König Lear - Enrico Lübbe zeigt in Chemnitz einen minimalistischen Shakespeare
Museale Verheerung
von Ralph Gambihler
Chemnitz, 18. Juni 2011. Der alte König in seinem Leid ist bald ein nackter Mann. Noch vor der Pause reißt er sich die Kleider vom Leib, es kann gar nicht schnell genug gehen mit dem Ausziehen und man versteht das wirklich gut in diesem Moment. Seine Verzweiflung, seine Empörung, seine Verletztheit über den Undank der Töchter Goneril und Regan und die Ungerechtigkeit der Götter sind so elementar, dass etwas geschehen muss, und wenn er nun hastig alle Kleider ablegt und damit in einen Zustand bloßer Kreatürlichkeit flieht, ist dies Ausdruck seiner tiefen Bestürzung, zugleich aber auch ein symbolischer Akt zur Wiederherstellung seiner Würde. Im Grunde setzt sich Lear, der berühmteste König ohne Königreich, die Krone der Hilflosigkeit auf.

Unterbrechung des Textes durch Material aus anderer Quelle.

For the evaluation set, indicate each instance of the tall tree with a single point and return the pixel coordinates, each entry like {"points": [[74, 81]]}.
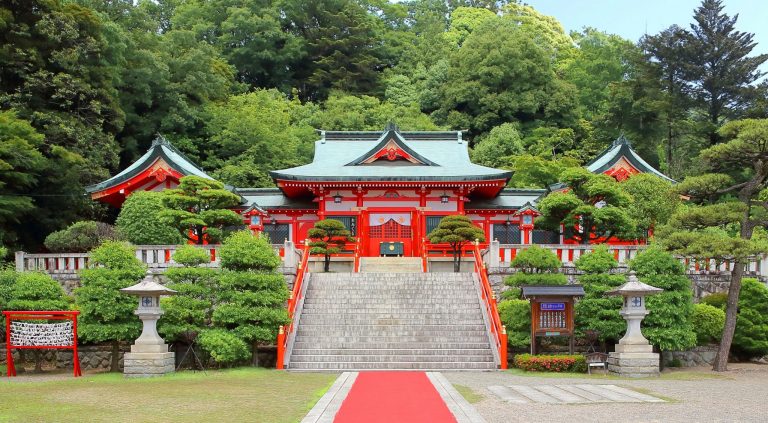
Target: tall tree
{"points": [[732, 207], [722, 72], [21, 165]]}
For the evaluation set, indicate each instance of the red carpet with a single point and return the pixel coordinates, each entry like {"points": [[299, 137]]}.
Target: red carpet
{"points": [[393, 397]]}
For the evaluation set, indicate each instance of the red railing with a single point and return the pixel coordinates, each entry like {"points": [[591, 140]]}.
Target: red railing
{"points": [[498, 331], [283, 333]]}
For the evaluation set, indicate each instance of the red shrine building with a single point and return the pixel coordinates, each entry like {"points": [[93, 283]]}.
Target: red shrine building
{"points": [[388, 187]]}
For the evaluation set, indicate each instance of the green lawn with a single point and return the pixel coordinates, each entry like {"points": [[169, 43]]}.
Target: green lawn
{"points": [[231, 395], [668, 374]]}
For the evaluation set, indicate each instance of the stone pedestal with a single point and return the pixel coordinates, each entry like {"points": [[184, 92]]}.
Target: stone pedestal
{"points": [[633, 361], [149, 356]]}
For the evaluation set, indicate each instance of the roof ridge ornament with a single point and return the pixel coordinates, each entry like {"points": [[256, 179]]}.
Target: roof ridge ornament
{"points": [[391, 126], [160, 140], [622, 140]]}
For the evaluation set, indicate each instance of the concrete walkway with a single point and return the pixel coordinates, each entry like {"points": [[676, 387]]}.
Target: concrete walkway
{"points": [[327, 408]]}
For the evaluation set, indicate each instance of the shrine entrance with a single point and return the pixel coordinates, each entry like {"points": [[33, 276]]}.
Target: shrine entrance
{"points": [[390, 234]]}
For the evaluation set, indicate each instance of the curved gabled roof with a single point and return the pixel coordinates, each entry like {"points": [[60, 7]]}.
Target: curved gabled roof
{"points": [[160, 149], [622, 148], [346, 156]]}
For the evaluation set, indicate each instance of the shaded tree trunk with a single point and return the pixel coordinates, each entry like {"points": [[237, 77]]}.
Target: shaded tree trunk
{"points": [[721, 360], [115, 365]]}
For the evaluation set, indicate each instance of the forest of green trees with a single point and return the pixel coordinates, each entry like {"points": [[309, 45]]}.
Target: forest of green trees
{"points": [[241, 85]]}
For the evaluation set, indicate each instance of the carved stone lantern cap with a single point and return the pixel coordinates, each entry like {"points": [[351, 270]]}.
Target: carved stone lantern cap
{"points": [[634, 288], [148, 288]]}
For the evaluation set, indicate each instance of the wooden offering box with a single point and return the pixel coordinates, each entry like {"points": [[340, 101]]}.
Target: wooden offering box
{"points": [[552, 311]]}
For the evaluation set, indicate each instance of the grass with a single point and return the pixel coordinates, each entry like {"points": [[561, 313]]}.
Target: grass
{"points": [[468, 394], [687, 375], [231, 395]]}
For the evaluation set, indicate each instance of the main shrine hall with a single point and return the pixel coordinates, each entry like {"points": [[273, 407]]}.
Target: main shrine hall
{"points": [[387, 187]]}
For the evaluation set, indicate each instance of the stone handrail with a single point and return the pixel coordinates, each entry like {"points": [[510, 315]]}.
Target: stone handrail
{"points": [[569, 253], [154, 256]]}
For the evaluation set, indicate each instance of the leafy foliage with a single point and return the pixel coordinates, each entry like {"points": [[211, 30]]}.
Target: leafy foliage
{"points": [[188, 313], [668, 325], [106, 315], [551, 363], [516, 316], [251, 296], [327, 237], [597, 312], [139, 220], [456, 231], [751, 336], [80, 237], [198, 209], [708, 323]]}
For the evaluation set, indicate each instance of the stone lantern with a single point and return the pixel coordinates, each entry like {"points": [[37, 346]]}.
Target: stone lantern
{"points": [[634, 356], [149, 354]]}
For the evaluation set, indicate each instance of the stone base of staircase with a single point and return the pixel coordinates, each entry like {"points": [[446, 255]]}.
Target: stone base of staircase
{"points": [[391, 321]]}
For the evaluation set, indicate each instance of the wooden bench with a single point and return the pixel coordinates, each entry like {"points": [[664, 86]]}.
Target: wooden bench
{"points": [[596, 360]]}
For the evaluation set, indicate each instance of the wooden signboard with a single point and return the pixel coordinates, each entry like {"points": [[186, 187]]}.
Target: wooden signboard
{"points": [[552, 311]]}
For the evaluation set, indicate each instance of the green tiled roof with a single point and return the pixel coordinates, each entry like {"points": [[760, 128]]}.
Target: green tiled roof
{"points": [[508, 199], [160, 148], [272, 198], [338, 154], [621, 147]]}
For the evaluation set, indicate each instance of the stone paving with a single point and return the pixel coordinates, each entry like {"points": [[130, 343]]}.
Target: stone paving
{"points": [[568, 394]]}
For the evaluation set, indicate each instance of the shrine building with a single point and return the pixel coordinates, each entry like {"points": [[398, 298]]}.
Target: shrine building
{"points": [[387, 187]]}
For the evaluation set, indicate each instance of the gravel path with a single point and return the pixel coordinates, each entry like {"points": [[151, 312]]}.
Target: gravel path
{"points": [[741, 395]]}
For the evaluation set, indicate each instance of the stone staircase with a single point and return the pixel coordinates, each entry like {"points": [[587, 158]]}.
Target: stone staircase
{"points": [[357, 321], [390, 265]]}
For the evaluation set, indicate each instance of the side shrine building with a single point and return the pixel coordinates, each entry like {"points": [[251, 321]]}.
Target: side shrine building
{"points": [[388, 187]]}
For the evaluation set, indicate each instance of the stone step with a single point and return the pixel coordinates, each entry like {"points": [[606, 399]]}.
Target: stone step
{"points": [[483, 351], [373, 346], [354, 322], [386, 358], [334, 340], [392, 366]]}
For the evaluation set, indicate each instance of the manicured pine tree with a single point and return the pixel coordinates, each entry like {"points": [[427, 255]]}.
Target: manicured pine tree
{"points": [[251, 293], [597, 312], [667, 326], [107, 315], [326, 238]]}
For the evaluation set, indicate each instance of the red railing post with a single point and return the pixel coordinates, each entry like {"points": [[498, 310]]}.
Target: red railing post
{"points": [[293, 299]]}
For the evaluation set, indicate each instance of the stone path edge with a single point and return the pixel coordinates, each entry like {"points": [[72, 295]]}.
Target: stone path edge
{"points": [[329, 404], [462, 410]]}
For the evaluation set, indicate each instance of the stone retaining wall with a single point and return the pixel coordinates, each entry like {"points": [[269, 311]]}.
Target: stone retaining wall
{"points": [[92, 357], [698, 356]]}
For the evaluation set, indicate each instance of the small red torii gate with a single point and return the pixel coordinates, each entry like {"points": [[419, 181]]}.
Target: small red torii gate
{"points": [[31, 343]]}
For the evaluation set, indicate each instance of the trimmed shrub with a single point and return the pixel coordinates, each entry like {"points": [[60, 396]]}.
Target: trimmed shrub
{"points": [[188, 313], [668, 326], [708, 323], [600, 260], [516, 316], [551, 363], [751, 337], [243, 251], [223, 346], [717, 300], [80, 237], [139, 221], [189, 255]]}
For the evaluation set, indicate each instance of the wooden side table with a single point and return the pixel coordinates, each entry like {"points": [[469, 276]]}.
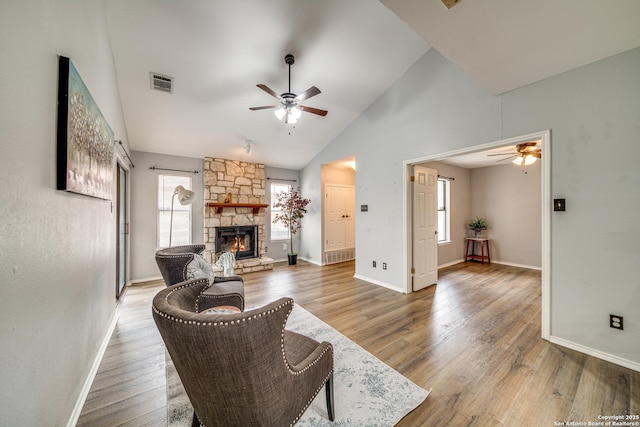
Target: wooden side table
{"points": [[471, 244]]}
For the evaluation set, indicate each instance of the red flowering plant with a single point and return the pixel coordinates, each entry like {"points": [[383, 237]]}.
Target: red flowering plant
{"points": [[293, 207]]}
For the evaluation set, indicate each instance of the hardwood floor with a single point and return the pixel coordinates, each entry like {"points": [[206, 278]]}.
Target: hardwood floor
{"points": [[474, 338]]}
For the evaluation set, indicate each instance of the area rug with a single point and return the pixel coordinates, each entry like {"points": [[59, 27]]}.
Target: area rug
{"points": [[367, 392]]}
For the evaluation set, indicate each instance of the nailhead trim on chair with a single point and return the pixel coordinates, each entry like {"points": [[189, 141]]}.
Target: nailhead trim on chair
{"points": [[289, 306]]}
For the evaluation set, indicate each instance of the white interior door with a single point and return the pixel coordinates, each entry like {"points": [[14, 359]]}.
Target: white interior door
{"points": [[349, 217], [425, 227]]}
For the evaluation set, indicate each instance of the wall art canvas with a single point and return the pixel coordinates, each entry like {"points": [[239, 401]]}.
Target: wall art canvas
{"points": [[85, 140]]}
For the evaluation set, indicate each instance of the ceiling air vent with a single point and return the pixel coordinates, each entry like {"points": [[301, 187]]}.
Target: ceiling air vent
{"points": [[450, 3], [162, 83]]}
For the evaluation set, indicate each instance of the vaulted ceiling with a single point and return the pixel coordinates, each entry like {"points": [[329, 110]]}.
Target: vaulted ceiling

Nach der Pause bleibt er nackt – und doch verändert sich etwas an seinem Äußeren. Grashalme, die aussehen, als seien sie erst vor wenigen Minuten in einem Chemnitzer Park gemäht worden, kleben nun, vereinzelt durchsetzt von weißen Blütenblättern, wie eine zweite Körperbehaarung auf seiner Haut. Seine Erscheinung wirkt seltsam verfremdet. Wahrscheinlich hat er nur in einer Wiese geschlafen, die Wiese aber hat etwas aus ihm gemacht, was von Ferne an einen Faun erinnert. Die Natur, von der König Lear in einem Anflug philosophischer Launenhaftigkeit sagt, sie gehe über die Kunst, scheint sich seines Altmännerkörpers bemächtigt zu haben.
Maß und Zurückhaltung statt Theater der Grausamkeiten
Das Bild ist eindrücklich und von einer getragenen, traurigen Schönheit. Und wenn dann die Grashalme im Scheinwerferlicht aufstieben, als er in seiner Ausweglosigkeit wie angestochen nach links rennt, nach rechts, noch einen Haken schlägt, dem Wahnsinn, dessen Ankunft er fühlt, entkommen will, brennt sich das einem auch nachhaltig ins Gedächtnis.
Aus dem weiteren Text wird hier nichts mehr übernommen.